I am trying to create a generative LSTM network in Tensorflow. I have input vectors like this:
[[0 0 1 0 ... 1 0]
[0 0 1 0 ... 1 0]
...
[0 0 0 1 ... 0 1]]
Each vector in this matrix is be one time step, or in other words, each vector should be one input to LSTM. Outputs would be the same, except they would be shifted by one time step to right (I am trying to predict next output). Then I have list of these matrices, say five of them - that is one batch. And finally I have list of those batches, which essentially are my training data. So basically I have 4D tensor.
I have tried to do something like this, but obviously it doesn't work and I am not quite sure I understand how would I solve it:
def LSTM(x_, weights, biases):
cell = tf.contrib.rnn.BasicLSTMCell(RNN_HIDDEN)
# initial state
batch_size = tf.shape(x_)[1]
initial_state = cell.zero_state(batch_size, tf.float32)
rnn_outputs, rnn_states = tf.nn.dynamic_rnn(cell,
x_,
initial_state=initial_state,
time_major=False)
return tf.matmul(rnn_outputs[-1], weights['out']) + biases['out']
So, how should I represent data so that network would be able to process it?
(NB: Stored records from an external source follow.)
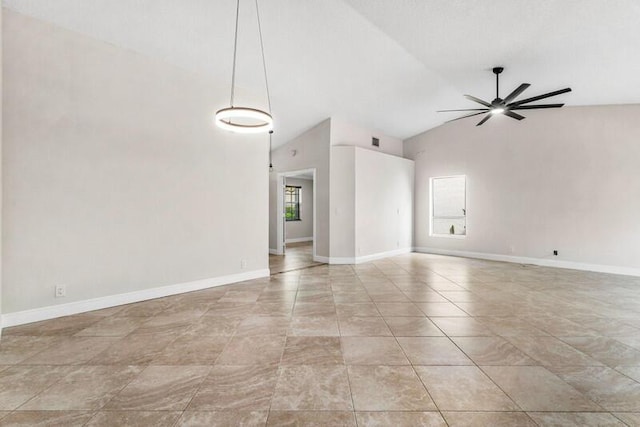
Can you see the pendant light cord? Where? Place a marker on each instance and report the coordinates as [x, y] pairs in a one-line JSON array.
[[235, 51], [264, 63]]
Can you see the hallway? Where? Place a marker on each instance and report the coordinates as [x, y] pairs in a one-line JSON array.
[[298, 255]]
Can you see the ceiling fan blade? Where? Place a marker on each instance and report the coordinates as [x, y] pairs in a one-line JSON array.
[[536, 98], [466, 109], [513, 115], [484, 120], [464, 117], [478, 100], [513, 95], [533, 107]]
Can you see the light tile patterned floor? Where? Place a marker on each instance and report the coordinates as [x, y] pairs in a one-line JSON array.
[[407, 341]]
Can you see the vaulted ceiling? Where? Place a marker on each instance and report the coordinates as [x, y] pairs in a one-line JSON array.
[[384, 64]]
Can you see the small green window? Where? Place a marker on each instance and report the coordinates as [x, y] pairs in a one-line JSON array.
[[292, 196]]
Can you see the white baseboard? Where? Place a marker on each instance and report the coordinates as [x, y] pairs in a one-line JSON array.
[[599, 268], [367, 258], [53, 311], [323, 259], [299, 240]]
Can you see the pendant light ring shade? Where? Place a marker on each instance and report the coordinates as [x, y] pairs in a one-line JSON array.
[[246, 119], [234, 118]]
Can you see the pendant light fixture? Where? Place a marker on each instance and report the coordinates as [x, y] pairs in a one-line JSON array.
[[245, 119], [270, 164]]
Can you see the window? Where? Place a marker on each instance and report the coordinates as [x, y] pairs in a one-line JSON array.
[[292, 203], [448, 206]]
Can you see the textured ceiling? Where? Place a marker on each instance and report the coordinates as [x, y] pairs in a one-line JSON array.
[[383, 64]]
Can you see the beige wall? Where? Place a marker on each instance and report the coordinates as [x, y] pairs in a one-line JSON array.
[[1, 173], [343, 202], [383, 203], [346, 133], [371, 204], [303, 229], [115, 179], [565, 179]]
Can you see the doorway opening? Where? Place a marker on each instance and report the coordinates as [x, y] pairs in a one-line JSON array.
[[296, 221]]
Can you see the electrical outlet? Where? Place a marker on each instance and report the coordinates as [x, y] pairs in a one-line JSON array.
[[61, 291]]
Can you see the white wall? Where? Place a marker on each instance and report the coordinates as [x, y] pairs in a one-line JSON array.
[[114, 178], [567, 179], [1, 204], [311, 151], [298, 231], [345, 133], [371, 204], [342, 203], [384, 203]]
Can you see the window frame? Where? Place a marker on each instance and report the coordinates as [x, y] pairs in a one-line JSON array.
[[431, 216], [297, 203]]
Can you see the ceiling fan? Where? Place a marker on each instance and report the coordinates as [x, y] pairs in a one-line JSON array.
[[507, 106]]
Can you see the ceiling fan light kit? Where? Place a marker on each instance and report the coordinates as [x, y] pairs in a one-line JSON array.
[[245, 119], [508, 105]]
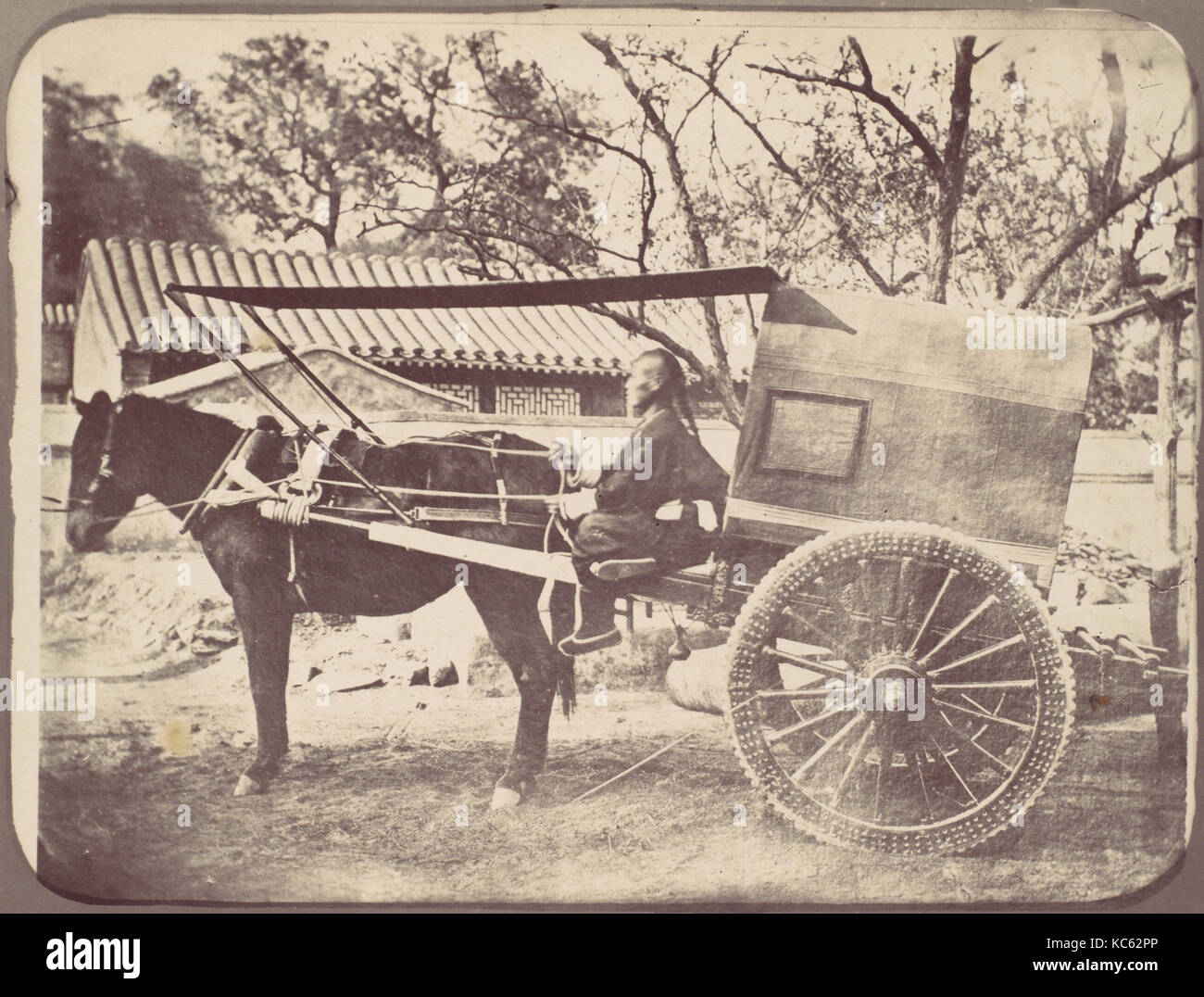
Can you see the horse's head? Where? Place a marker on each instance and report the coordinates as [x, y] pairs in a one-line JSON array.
[[105, 479]]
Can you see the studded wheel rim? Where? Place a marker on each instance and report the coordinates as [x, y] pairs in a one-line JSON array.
[[897, 688]]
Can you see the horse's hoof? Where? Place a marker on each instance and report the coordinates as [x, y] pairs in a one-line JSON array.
[[505, 799], [248, 787]]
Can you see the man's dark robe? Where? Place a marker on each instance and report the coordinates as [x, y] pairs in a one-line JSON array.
[[625, 525]]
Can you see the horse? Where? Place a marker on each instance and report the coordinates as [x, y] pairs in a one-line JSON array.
[[144, 446]]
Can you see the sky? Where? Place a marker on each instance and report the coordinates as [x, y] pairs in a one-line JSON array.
[[1056, 55]]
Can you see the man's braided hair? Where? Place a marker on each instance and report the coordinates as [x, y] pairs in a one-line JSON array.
[[674, 388]]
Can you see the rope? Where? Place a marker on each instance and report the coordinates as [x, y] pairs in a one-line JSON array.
[[438, 494], [426, 441]]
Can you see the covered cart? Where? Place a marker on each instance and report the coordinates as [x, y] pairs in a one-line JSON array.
[[892, 678]]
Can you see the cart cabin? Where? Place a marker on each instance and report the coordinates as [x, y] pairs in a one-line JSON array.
[[865, 409]]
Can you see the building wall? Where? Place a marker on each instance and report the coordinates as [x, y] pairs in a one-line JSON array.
[[96, 364], [522, 393], [56, 362]]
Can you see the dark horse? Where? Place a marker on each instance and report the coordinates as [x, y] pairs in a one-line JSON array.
[[143, 446]]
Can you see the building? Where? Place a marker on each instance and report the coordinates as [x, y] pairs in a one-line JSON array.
[[58, 329], [524, 360]]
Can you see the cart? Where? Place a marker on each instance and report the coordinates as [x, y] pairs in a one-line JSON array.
[[892, 679]]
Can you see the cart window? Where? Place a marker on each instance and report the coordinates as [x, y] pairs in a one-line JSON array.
[[813, 434]]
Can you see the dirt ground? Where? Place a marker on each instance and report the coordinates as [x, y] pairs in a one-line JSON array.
[[384, 801]]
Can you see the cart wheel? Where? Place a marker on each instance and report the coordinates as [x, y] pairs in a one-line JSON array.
[[897, 688]]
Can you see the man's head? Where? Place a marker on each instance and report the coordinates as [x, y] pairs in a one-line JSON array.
[[653, 377]]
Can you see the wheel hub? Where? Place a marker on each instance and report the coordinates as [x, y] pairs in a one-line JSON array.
[[896, 688]]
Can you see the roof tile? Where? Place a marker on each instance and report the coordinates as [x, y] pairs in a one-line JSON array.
[[129, 276]]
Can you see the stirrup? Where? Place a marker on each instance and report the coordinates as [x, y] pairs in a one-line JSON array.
[[618, 569], [573, 646]]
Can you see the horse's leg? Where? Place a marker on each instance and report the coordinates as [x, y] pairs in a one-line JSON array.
[[266, 632], [562, 607], [508, 607]]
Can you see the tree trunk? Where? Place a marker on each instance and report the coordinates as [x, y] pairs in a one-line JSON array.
[[952, 181]]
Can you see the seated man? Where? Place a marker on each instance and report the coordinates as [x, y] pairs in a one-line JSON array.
[[673, 467]]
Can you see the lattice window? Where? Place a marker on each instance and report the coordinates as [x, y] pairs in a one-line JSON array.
[[469, 393], [537, 400]]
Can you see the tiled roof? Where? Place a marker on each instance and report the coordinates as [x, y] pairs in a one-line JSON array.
[[129, 276]]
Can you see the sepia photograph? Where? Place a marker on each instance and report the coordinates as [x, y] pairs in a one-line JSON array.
[[588, 457]]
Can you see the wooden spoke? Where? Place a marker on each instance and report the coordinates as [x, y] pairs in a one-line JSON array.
[[997, 684], [870, 598], [854, 760], [826, 667], [841, 735], [1010, 642], [958, 775], [978, 611], [808, 692], [932, 610], [904, 595], [827, 638], [983, 715], [927, 801], [972, 743], [802, 725]]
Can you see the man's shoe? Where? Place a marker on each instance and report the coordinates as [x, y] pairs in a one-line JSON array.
[[621, 567], [582, 643]]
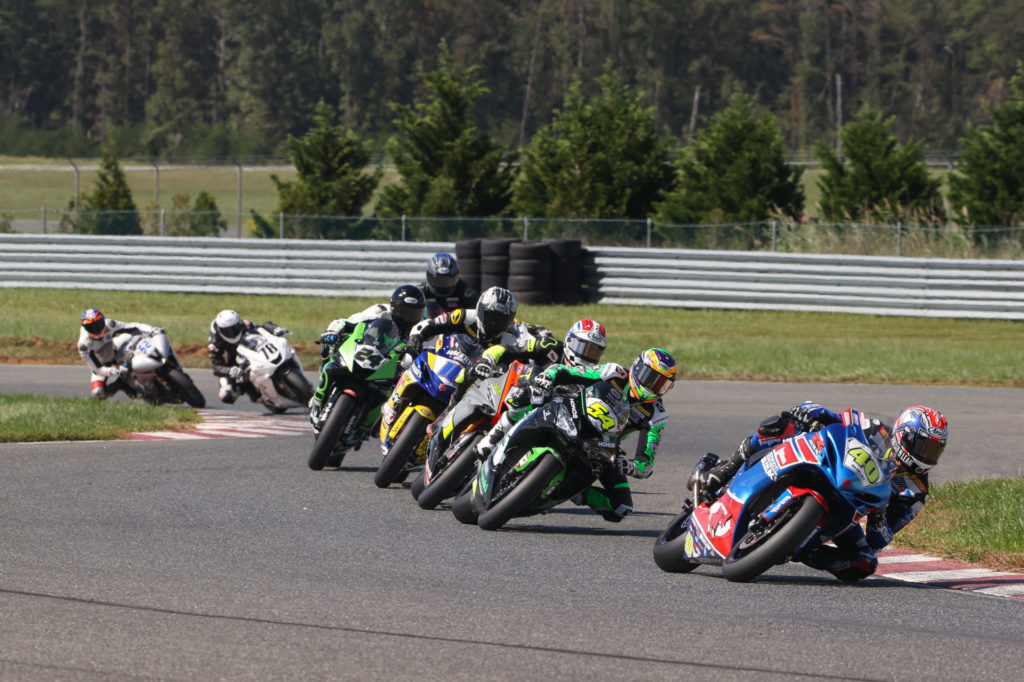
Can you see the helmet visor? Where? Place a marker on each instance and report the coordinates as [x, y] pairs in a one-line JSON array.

Also, I am not quite sure how to define loss in this case. My vectors are 88-dimensional, where each index represents one tone. '1' means tone is played, '0' - tone is off. Also, when specific tone is played, and then played again, I mark that with '2' (vectors truncated for brevity):
[0 0 1 0]
[0 0 1 0]
[0 0 2 0]
[0 0 2 0]
If here would be only ones, I would not be able to distinguish if it is one long tone, or two (or three, or four) shorter ones. This way I alternate between 1s and 2s and each alternation means a tone is pressed again.
Do I need to manually calculate cross entropy here?